Mis padres y los de Fedora eran amigos además de socios, y se dedicaban al negocio del cobre. Lo importaban de Chile y luego lo vendían en Rusia y el norte de Europa. Como la empresa tenía su propia vida, por no decir su propia mecánica, nuestros padres lo delegaban todo en sus capataces y sus encargados, y llevaban una vida disipada y melancólica. Al final, la frivolidad es una disciplina muy severa, y te va matando el alma. Lo fui viendo en mi madre día tras día. Su vejez paulatina no se detectaba en su piel, que se mantenía lisa como la porcelana; se detectaba en su mirada, en su sonrisa y en algunas de las palabras que decía de forma inconsciente y que surgían como puñales infectados desde las regiones más oscuras del alma.
Mi abuelo había sido menos frívolo que ella y mi padre. A los veinte años era ya un pianista renombrado, pero abandonó la música tras la muerte de su esposa, una bailarina que falleció en el parto de mi madre. Desde aquel mismo día mi abuelo se dedicó a restaurar pianos junto al camposanto donde reposaba su mujer.
Como mis progenitores apenas me hacían caso, bien puedo decir que mis verdaderos padres fueron mi abuelo y mi nodriza, una mujer de provincias que se llamaba Eulalia y que me dio de mamar hasta los tres años. Eulalia estaba siempre pendiente de mí, y mi relación con ella era tan íntima como la que se puede tener con una buena madre. Fue ella la que me enseñó a leer y a escribir y la que me llevaba al cine Aurora todos los sábados, para ver películas que nunca olvidaré: Alicia en el País de las Maravillas, a los cuatro años; La vida de Cristo, a los seis años; y El asesinato del duque de Guisa, a los ocho años.
Con la nodriza solía ir al cine. En cambio, a los espectáculos de danza solía ir con mi abuelo y gracias a él pude ver bailar a Isadora Duncan. La primera vez que actuó en San Petersburgo fue en enero de 1905. La misma Isadora contaba que, cuando bajó del tren, nadie la estaba esperando en el andén porque el tren se retrasó doce horas y llegó a las cuatro de la madrugada. Mientras se dirigía al hotel en carroza vio una procesión de obreros cargando con más de cien ataúdes en el sombrío amanecer de invierno. La noche siguiente, cuando le tocó bailar en el Teatro Imperial, le asombró el contraste entre lo que había visto el día anterior y el lujo tan hiriente como asombroso de las damas y caballeros que asistían a su espectáculo. Isadora había visto el entierro de parte de los obreros que habían muerto asesinados el Domingo Sangriento, y que nuestros padres nos ocultaron para que no creyésemos que vivíamos en el infierno y porque para ellos la muerte de doscientos individuos de la chusma tenía menos importancia que el fallecimiento de uno de aquellos caballos por los que apostaban en el hipódromo y que a veces llevaban el nombre de algún antiguo héroe ruso.

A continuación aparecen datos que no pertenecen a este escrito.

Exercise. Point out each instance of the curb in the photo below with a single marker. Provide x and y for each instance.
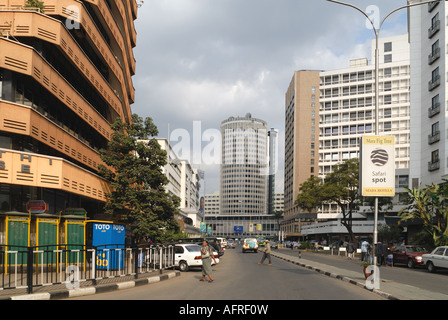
(70, 293)
(340, 277)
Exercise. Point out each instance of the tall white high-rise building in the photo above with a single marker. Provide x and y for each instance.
(428, 39)
(347, 112)
(244, 167)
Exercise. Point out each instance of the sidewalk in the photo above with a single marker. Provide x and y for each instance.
(388, 289)
(60, 291)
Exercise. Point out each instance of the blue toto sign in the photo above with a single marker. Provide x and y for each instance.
(107, 237)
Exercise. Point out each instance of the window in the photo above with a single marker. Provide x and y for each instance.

Solo mucho más tarde, cuando ya estaba cerca la Revolución de Octubre, me enteré de los pormenores del Domingo Sangriento, y supe que aquel domingo más de 200.000 obreros se habían acercado al Palacio de Invierno con iconos religiosos y retratos del zar para pedir clemencia al monarca con voluntad cristiana y buenas maneras. Exigían subidas salariales que les permitieran alimentar mejor a sus familias. La prueba de que su protesta se enmarcaba dentro de los límites del cristianismo, y apuntaba al concepto de caridad más que al de revolución, se observa en el hecho de que capitaneaba la manifestación un sacerdote ortodoxo que se había convertido en el gran defensor de la clase obrera, el padre Gapón.
También supe más tarde que, mientras los obreros se agolpaban ante el Palacio de Invierno, el zar se hallaba pasando el fin de semana en el palacio residencial de Tsárskoye Seló, el Versalles ruso, y que fue su primo, el duque Vladimir Aleksándrovich, el que ordenó a la Guardia Imperial disparar contra la multitud.

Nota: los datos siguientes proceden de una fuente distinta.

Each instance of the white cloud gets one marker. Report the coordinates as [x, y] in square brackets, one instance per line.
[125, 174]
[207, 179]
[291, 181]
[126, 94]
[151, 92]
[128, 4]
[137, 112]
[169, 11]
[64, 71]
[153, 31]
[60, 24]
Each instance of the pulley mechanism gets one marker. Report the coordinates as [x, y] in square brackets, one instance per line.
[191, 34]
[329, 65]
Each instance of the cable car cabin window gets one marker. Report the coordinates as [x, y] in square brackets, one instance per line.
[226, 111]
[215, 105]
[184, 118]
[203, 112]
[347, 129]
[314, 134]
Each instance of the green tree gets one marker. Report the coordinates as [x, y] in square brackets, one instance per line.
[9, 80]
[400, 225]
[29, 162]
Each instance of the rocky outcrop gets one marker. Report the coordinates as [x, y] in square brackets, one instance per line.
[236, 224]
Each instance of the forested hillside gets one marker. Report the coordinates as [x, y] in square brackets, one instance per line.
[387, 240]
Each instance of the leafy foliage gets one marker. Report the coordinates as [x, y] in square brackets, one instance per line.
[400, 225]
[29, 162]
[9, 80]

Tres años después del Domingo Sangriento, conocí a Fedora en el cementerio de pianos de mi abuelo, un enorme taller ubicado en la isla Vasílievski, entre la estación marítima y el cementerio Smolensk, donde se amontonaban centenares de teclados de todas las clases y todas las épocas. Era una nave en la que te podías perder por su amplitud y por la cantidad de restos de pianos que contenía, apilados unos sobre otros. Algunos parecían cadáveres todavía hermosos; sin embargo, la mayoría ya no tenía remedio. Habían sido desahuciados. Eran instrumentos muertos, pero el espectáculo que conformaban resultaba conmovedor. Pianos y más pianos montados los unos sobre los otros, hasta llegar al techo, como si formasen hileras de nichos donde se apilaban claves, clavicordios, clavicémbalos, órganos, armonios, espinetas...
Los instrumentos más desmembrados resultaban casi irreconocibles, como los soldados mutilados en el campo de batalla. Se acumulaban en una zona parecida a una fosa común. Eran ruinas de otros tiempos, de otras músicas. Algunos pianos carecían de teclados y habían enmudecido, pero otros podían ser muy elocuentes y simplemente necesitaban que les afinasen la voz.

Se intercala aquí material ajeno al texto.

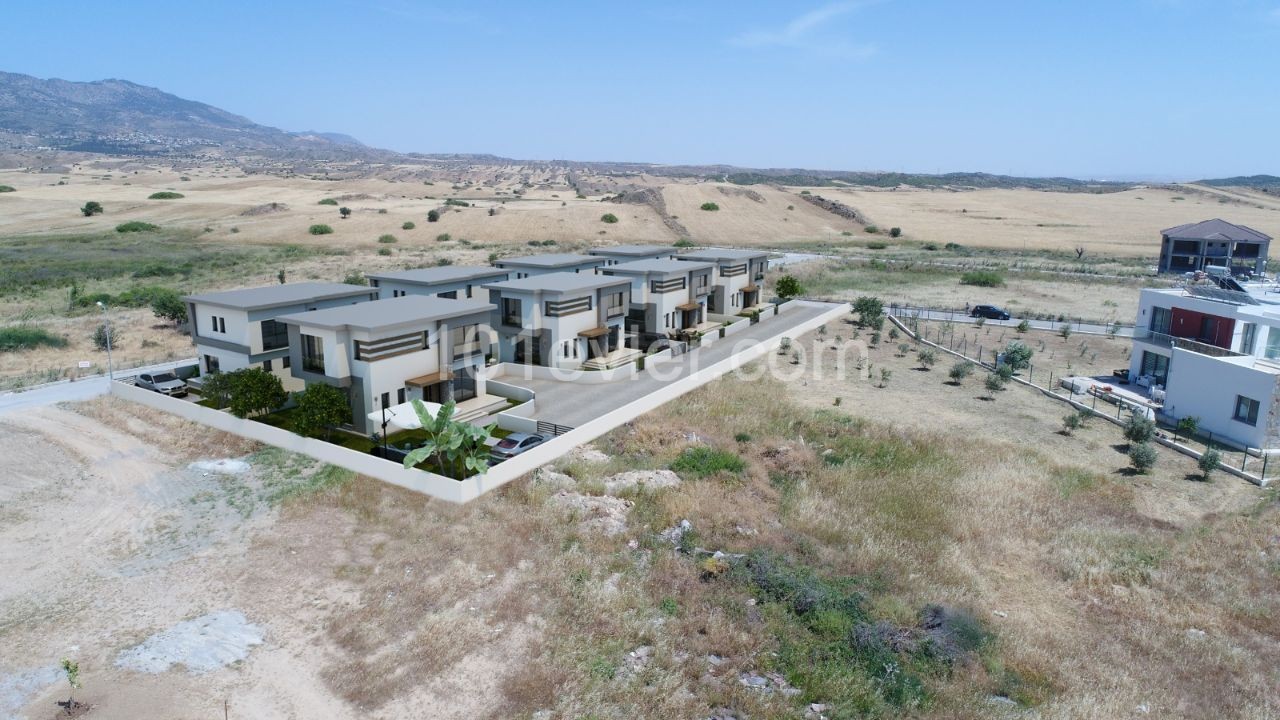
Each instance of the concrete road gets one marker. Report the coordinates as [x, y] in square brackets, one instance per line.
[68, 391]
[572, 404]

Una tarde, Fedora llegó con su profesora de música en busca de una pieza para su piano, y mi abuelo les dejó que se perdiesen por su cementerio. Entre los montones de cadáveres, Fedora fue acercándose a la franja de luz que entraba por una de las ventanas. Yo me hallaba oculta tras el piano que Nadezhda von Meck regaló a Chaikovski, y me hice visible dando un grito. Del susto, Fedora pasó a las carcajadas que yo misma le comuniqué. Enseguida sentí que nuestros espíritus circulaban de uno a otro cuerpo con facilidad, y percibí que entre ella y yo había una conexión.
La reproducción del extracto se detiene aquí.